City Academy in St. Paul, Minn., became the nation's first charter school in 1992. Its founders were convinced troubled students would thrive in a small school with rigorous instruction and caring teachers. The school inspired similar projects nationwide, and now there are 5,600 schools in 41 states.
City Academy in St. Paul, Minn., became the nation's first publicly funded, privately run charter school when it opened its doors in 1992. Its founders, all veteran public school teachers, had tried but failed to create new programs for struggling students in their own schools.
The school helped launch a movement that has since grown to 5,600 charter schools across the U.S. But back in the late 1980s, it faced strong resistance.
Milo Cutter, one of City Academy's founders, had grown frustrated at her old school, where kids dropped out in droves. Around that time, state lawmakers in Minnesota were pushing to create so-called "outcome-based" schools, later called charter schools.
Cutter saw an opportunity to open a school for kids who were lost or forgotten.
"They were older students, and as most people are aware, that's not a high-priority group," Cutter says.
But the idea of the school sparked opposition. Critics argued that publicly funded, privately run charter schools would take money away from traditional public schools. Former Minnesota State Sen. Ember Reichgott Junge, who authored the first charter school law in the country, says unions in Minnesota were also opposed to the idea.
Although the nation's second-largest teachers' union had favored charters as early as 1988, Minnesota unions warned that charter schools would turn kids into "guinea pigs."
Ultimately, City Academy opened with a tiny budget and 53 students. Twenty years later, it has twice as many kids. Almost all are low-income, and many have repeatedly failed Minnesota's basic skills test. Some have been incarcerated.

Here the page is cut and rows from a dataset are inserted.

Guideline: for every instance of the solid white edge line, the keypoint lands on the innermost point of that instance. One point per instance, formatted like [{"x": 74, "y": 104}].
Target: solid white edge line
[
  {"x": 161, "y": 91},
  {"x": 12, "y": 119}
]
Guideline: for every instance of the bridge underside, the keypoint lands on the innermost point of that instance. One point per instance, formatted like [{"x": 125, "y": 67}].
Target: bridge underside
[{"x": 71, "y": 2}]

Much has changed in Minnesota as a whole in the past two decades. This fall, charter schools in the state will enroll approximately 38,000 students — or 5 percent of the state's total K-12 population. Union opposition has faded, in part because teachers in traditional public schools aren't happy with the status quo, either.
Louise Sundin helped create the Minnesota Guild of Public Charter Schools, the nation's first union-funded group with the power to authorize charters. She says that in Minnesota at least, most teachers have found that charter schools can empower them, too.